Woord- en/of beeldcultuur?
Er gaat nauwelijks een dag voorbij of er verschijnt in de geschreven pers wel een aanval op het aanbod dat de audiovisuele media, vooral film en televisie, de beeldconsument bieden.
Inderdaad, wie even ‘zappend’ voor het kleine scherm plaats neemt, zal op basis van de overtalrijke clichématige t.v.-series en de infantiele spelprogramma's de eenheidsworst van audiovisuele communicatie nauwelijks appreciëren.
Vandaar het onbehagen over de beeldcommunicatie van al wie opgegroeid en gevormd is in de woordcultuur. Als men met Neil Postman (Amusing ourselves to death, 1986) het woord boven het beeld stelt en een discussie opent over beeldcultuur, is het belangrijk na te denken ‘over die eigenschappen van het beeld die het juist tot een zware concurrent van het woord hebben gemaakt’. Dat is de opzet van Jan Marie Peters in zijn jongste essay Over beeldcultuur: fotografie, film, televisie, video.
Peters heeft dertig jaar lang theorie van de audiovisuele communicatiemedia gedoceerd, eerst aan de Nederlandse Filmacademie te Amsterdam en vervolgens aan de Katholieke Universiteit Leuven en aan de Universiteit van Amsterdam. Over de talrijke aspecten van de audiovisuele media publiceerde hij sinds het begin van de jaren zestig bijzonder revelerende werken, o.a.

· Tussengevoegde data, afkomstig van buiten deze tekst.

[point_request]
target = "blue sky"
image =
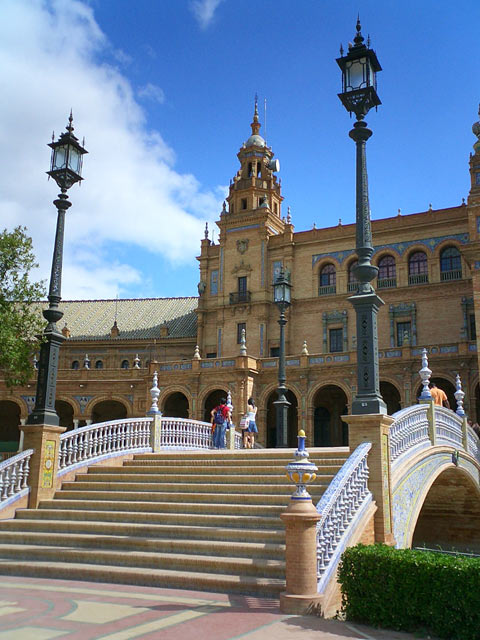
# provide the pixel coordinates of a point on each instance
(163, 93)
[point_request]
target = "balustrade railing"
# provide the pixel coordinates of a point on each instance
(103, 439)
(473, 443)
(347, 494)
(182, 433)
(409, 430)
(14, 475)
(448, 428)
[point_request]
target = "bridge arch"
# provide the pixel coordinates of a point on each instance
(430, 486)
(450, 514)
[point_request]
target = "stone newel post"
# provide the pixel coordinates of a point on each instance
(300, 521)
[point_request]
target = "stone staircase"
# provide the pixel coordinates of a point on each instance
(200, 520)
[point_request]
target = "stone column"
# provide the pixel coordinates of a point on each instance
(301, 594)
(375, 428)
(45, 441)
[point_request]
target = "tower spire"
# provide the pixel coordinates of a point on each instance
(255, 124)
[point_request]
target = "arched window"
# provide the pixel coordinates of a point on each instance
(417, 268)
(450, 264)
(328, 280)
(387, 272)
(352, 279)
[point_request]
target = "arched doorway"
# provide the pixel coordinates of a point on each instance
(108, 410)
(450, 515)
(176, 405)
(9, 422)
(391, 396)
(211, 401)
(292, 420)
(447, 386)
(329, 430)
(65, 414)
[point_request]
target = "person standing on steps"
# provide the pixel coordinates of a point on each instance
(221, 418)
(439, 396)
(252, 428)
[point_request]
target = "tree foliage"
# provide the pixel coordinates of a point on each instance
(20, 318)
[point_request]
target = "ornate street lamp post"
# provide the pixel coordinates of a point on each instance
(66, 170)
(282, 298)
(359, 68)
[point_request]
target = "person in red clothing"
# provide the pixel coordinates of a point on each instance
(439, 396)
(221, 418)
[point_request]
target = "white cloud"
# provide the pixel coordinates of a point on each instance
(204, 10)
(152, 92)
(50, 61)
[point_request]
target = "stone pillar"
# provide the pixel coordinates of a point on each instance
(375, 428)
(230, 437)
(301, 594)
(45, 442)
(156, 432)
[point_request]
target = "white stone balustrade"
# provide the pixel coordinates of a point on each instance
(87, 443)
(409, 430)
(338, 506)
(448, 427)
(14, 475)
(182, 433)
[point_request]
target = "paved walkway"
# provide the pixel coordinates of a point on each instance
(42, 609)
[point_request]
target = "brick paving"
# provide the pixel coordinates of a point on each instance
(43, 609)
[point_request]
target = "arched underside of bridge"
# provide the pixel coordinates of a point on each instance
(436, 503)
(450, 515)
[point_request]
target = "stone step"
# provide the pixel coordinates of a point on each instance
(273, 456)
(201, 467)
(164, 531)
(147, 560)
(111, 503)
(272, 477)
(146, 514)
(130, 543)
(186, 487)
(254, 499)
(249, 585)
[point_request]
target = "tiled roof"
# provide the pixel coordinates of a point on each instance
(137, 319)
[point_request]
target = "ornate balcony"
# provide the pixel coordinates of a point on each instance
(419, 278)
(386, 283)
(240, 297)
(327, 290)
(456, 274)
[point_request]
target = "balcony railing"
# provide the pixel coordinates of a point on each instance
(238, 297)
(386, 283)
(456, 274)
(327, 289)
(419, 278)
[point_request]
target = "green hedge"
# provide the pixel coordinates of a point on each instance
(411, 590)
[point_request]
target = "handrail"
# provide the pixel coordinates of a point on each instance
(410, 429)
(448, 427)
(346, 495)
(14, 475)
(104, 438)
(183, 433)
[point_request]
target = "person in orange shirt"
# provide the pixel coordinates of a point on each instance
(439, 396)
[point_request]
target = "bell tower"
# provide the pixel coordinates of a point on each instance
(254, 189)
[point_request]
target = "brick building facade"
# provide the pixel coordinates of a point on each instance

Fotografie, film, televisie, De montage bij film en televisie, Roman en film en Van woord naar beeld.
In tegenstelling tot de critici van de beeldcultuur, die vooral en niet ten onrechte de ‘verkleuterende’ inhoud van de audiovisuele communicatie op de korrel nemen, heeft J.M. Peters het in Over beeldcultuur ‘over de binnenkant van de beeldcultuur’, nl. over de mogelijkheden en de onmogelijkheden van de beeldcommunicatie en vooral over de invloed die de vorm van het mediale beeld uitoefent op ons kijken en voelen, onze verbeelding en ons denken. In zijn visie op de woordcultuur blijft Peters uiterst objectief. Zo stelt hij: ‘De evocatieve kracht van het poëtische woord, dat boven de stoffelijke wereld kan uitstijgen, kan nooit geëvenaard worden door het beeld, dat gebonden blijft aan het zichtbare’. Ter verduidelijking: het betreft hier wel het ‘mediale’ beeld, dat in tegenstelling tot het autonome beeld van de beeldende kunsten zijn doel niet uitsluitend in zichzelf vindt, maar voor de kijker een instrument is ‘om op een bijzondere manier - ook denkend! - om te gaan met het afgebeelde’.
Anderzijds toont hij aan wat voor mogelijkheden de beeldcommunicatie biedt. Omdat de mediale afbeelding het uiterlijk aanzien van de dingen die het afbeeldt, niet wijzigt, heeft de kijker vaak de indruk met de realiteit te worden geconfronteerd. Deze niet in de beeldcultuur ingewijde kijker heeft uitsluitend aandacht voor het afgebeelde en niet voor de manier waarop hij ermee in contact komt.
Camerastandpunten en -bewegingen, licht en kleurcontrasten, de montage, het beeldkader en o.m. toegevoegde auditieve elementen zijn echter vormfactoren die de betekenis van een beeldenreeks bepalen. Heel wat beeldproducenten willen het de kijkers echter zo gemakkelijk mogelijk maken en hanteren om commerciële redenen vrijwel uitsluitend de overbekende clichés uit de beeldtaal. De gemakzuchtige beeldconsument interesseert zich dan ook vaak uitsluitend voor mededelingen die hem binnen in plaats van mét beelden aangereikt worden. Met echte beeldcommunicatie hebben zowel t.v.-journaals als allerlei ondermaatse series dan ook weinig te maken.